“Koulibaly? Non avrei fermato la gara. Sono cori da stigmatizzare, ma non credo siano razzisti, anche noi abbiamo giocatori di colore e vengono trattati bene. Queste cose non devono succedere, è chiaro”. No, Pioli così non va. E ci dispiace che uomo che di calcio ha sempre vissuto, da giocatore prima e da allenatore poi, possa in qualche modo giustificare il comportamento dei tifosi della Lazio. Che sarebbero potuti essere del Milan, della Juventus, della Roma, del Napoli o dell’Inter. Cambiava niente, perché certi discorsi superano bandiere e tifo. Quanto visto all’Olimpico ieri non è di certo, purtroppo, una novità: successe a Zoro in un Messina-Inter, successe a Constant, successe a Boateng. Succede spesso a Balotelli. Succederà ancora a chi ha come unica ‘colpa’ quella di avere il colore della pelle nera.

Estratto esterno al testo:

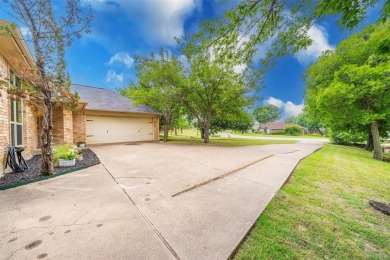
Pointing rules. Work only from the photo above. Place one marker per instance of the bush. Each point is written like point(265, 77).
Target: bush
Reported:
point(293, 130)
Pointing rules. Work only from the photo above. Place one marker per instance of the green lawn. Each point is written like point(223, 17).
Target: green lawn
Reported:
point(323, 212)
point(286, 136)
point(190, 137)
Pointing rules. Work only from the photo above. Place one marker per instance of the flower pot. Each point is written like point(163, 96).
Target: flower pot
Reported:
point(66, 163)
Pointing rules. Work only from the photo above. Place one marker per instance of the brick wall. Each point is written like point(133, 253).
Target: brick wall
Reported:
point(79, 129)
point(58, 126)
point(68, 126)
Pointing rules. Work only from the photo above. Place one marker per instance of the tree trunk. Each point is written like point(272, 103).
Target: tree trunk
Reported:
point(376, 140)
point(47, 166)
point(202, 132)
point(370, 142)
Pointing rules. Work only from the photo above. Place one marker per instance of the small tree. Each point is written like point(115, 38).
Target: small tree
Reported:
point(47, 79)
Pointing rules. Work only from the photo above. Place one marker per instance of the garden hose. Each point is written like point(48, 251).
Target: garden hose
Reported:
point(15, 159)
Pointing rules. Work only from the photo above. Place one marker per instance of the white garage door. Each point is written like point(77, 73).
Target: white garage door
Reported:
point(113, 129)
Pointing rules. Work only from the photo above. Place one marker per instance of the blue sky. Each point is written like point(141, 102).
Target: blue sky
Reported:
point(124, 28)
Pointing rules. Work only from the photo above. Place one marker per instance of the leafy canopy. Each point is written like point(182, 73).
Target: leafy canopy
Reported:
point(266, 114)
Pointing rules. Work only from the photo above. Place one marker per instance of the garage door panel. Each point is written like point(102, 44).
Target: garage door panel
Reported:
point(111, 129)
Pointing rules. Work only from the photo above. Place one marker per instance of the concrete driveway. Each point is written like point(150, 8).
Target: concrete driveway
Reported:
point(147, 201)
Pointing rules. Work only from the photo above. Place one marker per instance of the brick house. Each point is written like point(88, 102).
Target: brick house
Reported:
point(102, 116)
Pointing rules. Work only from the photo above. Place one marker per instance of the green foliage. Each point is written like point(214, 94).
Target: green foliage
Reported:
point(348, 88)
point(66, 152)
point(266, 114)
point(323, 211)
point(241, 123)
point(158, 82)
point(282, 25)
point(292, 130)
point(310, 122)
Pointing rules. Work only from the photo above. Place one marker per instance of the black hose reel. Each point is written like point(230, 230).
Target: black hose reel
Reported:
point(15, 159)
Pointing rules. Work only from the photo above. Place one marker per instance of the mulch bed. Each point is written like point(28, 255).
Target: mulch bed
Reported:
point(34, 164)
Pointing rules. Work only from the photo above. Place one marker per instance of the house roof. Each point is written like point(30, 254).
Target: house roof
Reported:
point(277, 125)
point(107, 100)
point(13, 46)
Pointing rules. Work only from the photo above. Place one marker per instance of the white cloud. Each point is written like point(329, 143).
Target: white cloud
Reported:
point(121, 58)
point(113, 77)
point(319, 36)
point(287, 109)
point(160, 21)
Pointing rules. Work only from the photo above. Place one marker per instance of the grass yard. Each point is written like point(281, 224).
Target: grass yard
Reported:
point(190, 137)
point(323, 212)
point(311, 136)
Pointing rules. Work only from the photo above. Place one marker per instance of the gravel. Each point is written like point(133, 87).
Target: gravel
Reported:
point(34, 164)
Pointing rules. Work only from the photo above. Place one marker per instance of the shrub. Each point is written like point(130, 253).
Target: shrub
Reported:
point(292, 130)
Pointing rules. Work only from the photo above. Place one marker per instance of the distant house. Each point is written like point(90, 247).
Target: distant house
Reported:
point(102, 116)
point(276, 127)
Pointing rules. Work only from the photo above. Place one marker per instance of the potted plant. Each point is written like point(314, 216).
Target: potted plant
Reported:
point(81, 144)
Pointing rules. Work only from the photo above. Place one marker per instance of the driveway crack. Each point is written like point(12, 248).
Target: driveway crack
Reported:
point(160, 236)
point(220, 176)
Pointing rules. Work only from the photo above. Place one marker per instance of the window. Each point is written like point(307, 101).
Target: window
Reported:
point(16, 113)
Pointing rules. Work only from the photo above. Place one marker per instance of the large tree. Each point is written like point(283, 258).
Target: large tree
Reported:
point(158, 81)
point(349, 88)
point(215, 87)
point(266, 114)
point(50, 33)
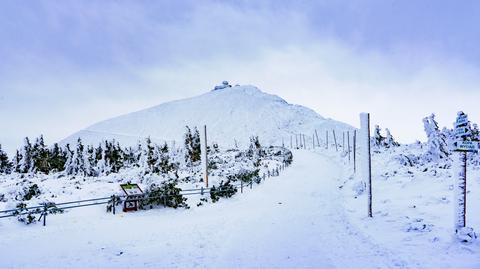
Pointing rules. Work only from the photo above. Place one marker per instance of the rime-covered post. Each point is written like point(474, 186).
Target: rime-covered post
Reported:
point(316, 135)
point(348, 145)
point(463, 144)
point(326, 133)
point(366, 157)
point(205, 156)
point(335, 140)
point(354, 151)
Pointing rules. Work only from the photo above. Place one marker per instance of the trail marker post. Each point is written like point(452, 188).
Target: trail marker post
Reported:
point(348, 145)
point(367, 159)
point(326, 132)
point(354, 151)
point(205, 156)
point(463, 145)
point(335, 140)
point(316, 135)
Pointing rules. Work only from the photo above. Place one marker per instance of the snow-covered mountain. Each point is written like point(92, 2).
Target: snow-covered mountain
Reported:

Evidentemente, il solo gesto di buon senso di sospende il match da parte dell’arbitro non può bastare, ma ad oggi il regolamento più di questo non permette. Bisogna irrigidire i provvedimenti, presto anche. “Dobbiamo fare i complimenti a Irrati, la situazione stava diventando imbarazzante. Eravamo tutti dispiaciuti per Koulibaly. Penso – spiega Sarri nel post gara – comunque che lui sia sereno, perché è molto intelligente ed equilibrato ed è aiutato anche dai compagni”. E anche da alcuni avversari, Keita Balde su tutti. Perché, Pioli, stigmatizzare certi comportamenti è cosa buona e giusta, mettere una mano sulla spalla ad un ragazzo in difficoltà lo è ancora di più. Provare a dire che non si tratta di razzismo, beh questo assolutamente proprio non va. Così come tentare, ancora una volta, di far finta di niente.